Pope
Lv 7
Pope asked in Science & MathematicsMathematics · 10 years ago

Locus of centers of orthogonal spheres?

Two spheres are given:

x² + y² + z² + 14x − 4y − 147 = 0

x² + y² + z² + 4x − 28y - 168z + 6631 = 0

Write a single equation representing the locus of centers of spheres that are orthogonal to both of the given spheres.

2 Answers

Relevance
  • Duke
    Lv 7
    10 years ago
    Favourite answer

    Subtract both equations and simplify to get the required locus:

    5x + 12y + 84z - 3389 = 0.

    This is an equation of a plane, perpendicular to the line, connecting both centers

    Z' (-7, 2, 0) and Z" (-2, 14, 84),

    containing the radical axes of any 2 circles - intersections of both spheres with arbitrary plane through the line, connecting the centers (follow the link below to read a Wiki Article on the subject):

    http://en.wikipedia.org/wiki/Radical_axis

    This plane is a locus of points, having the same power with respect to both spheres (read 'Algebraic construction' Section in the article to get an idea why the equation of the radical axis is obtained by subtracting the equations of both circles - the same approach works in 3D space too).

  • Anonymous
    4 years ago

    I even have reached an identical end as gianlino worked out as below. enable (a, b) be the middle and r1 = radius of the 1st circle and (c, d) be the middle and r2 = radius of the 2nd circle. enable (h, ok) be the middle and r = radius of the variable circle which touches the above 2 circles. => distance of the middle of the variable circle from the middle of the 1st given circle = r + r1 and distance of the middle of the variable circle from the middle of the 2nd given circle = r + r2 => ?[(h - a)^2 + (ok - b)^2] = r + r1 and ?[(h - c)^2 + (ok - d)^2] = r + r2 Subtracting, l ?[(h - a)^2 + (ok - b)^2] - ?[(h - c)^2 + (ok - d)^2] l = l r1 - r2 l changing (h, ok) by (x, y) supplies the locus as l ?[(x - a)^2 + (y - b)^2] - ?[(x - c)^2 + (y - d)^2] l = l r1 - r2 l => Any element P (x, y) on the locus of the curve is such that the constructive super difference of its distances from the facilities of the given circles = constructive super difference of the lengths of the radii of the circles. => the curve is a hyperbola whose foci are the facilities of the given circles and the size of whose transverse axis = (a million/2) l r1 - r2 l.
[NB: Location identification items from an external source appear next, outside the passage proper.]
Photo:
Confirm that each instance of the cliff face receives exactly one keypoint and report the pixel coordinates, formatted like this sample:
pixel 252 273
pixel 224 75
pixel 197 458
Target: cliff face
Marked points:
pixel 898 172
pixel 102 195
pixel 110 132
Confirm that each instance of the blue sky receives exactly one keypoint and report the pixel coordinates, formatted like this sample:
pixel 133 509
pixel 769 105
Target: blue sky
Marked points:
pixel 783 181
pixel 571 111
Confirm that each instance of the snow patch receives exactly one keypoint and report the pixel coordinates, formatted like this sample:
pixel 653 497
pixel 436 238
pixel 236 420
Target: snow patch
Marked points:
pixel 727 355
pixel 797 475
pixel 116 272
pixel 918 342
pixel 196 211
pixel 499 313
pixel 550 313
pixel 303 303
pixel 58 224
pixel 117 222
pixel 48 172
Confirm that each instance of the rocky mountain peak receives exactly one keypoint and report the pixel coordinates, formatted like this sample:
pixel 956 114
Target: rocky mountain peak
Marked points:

Edit: in reality, from the hyperbola, a factor is lacking mendacity between the intersecting factors of the given 2 circles. So the set of things on the locus does not variety the excellent hyperbola, yet they lie on the hyperbola given by the above equation. additionally, the standards on the locus will lie in ordinary terms on one in all the two arms of the hyperbola and not the two. Edit: contained in right here Wolfram Alpha link, 2 circles with unequal radii and the locus of the facilities of the circles tangent to the two is shown. The factors on one arm of the hyperbola interior the link exterior the two circles variety the locus. Edit: gianlino I study your feedback. I had the circles touching given circles externally in innovations. using fact the asker has not reported it, I agree we could consistently evaluate circles touching the given circles internally as properly as touching one internally and the different externally. pondering this, i will visualize that the standards on hyperbola between the intersecting factors gets lined. in spite of the shown fact that, i could not see how the 2nd branch of hyperbola additionally would be a piece of the locus.

Still have questions? Get answers by asking now.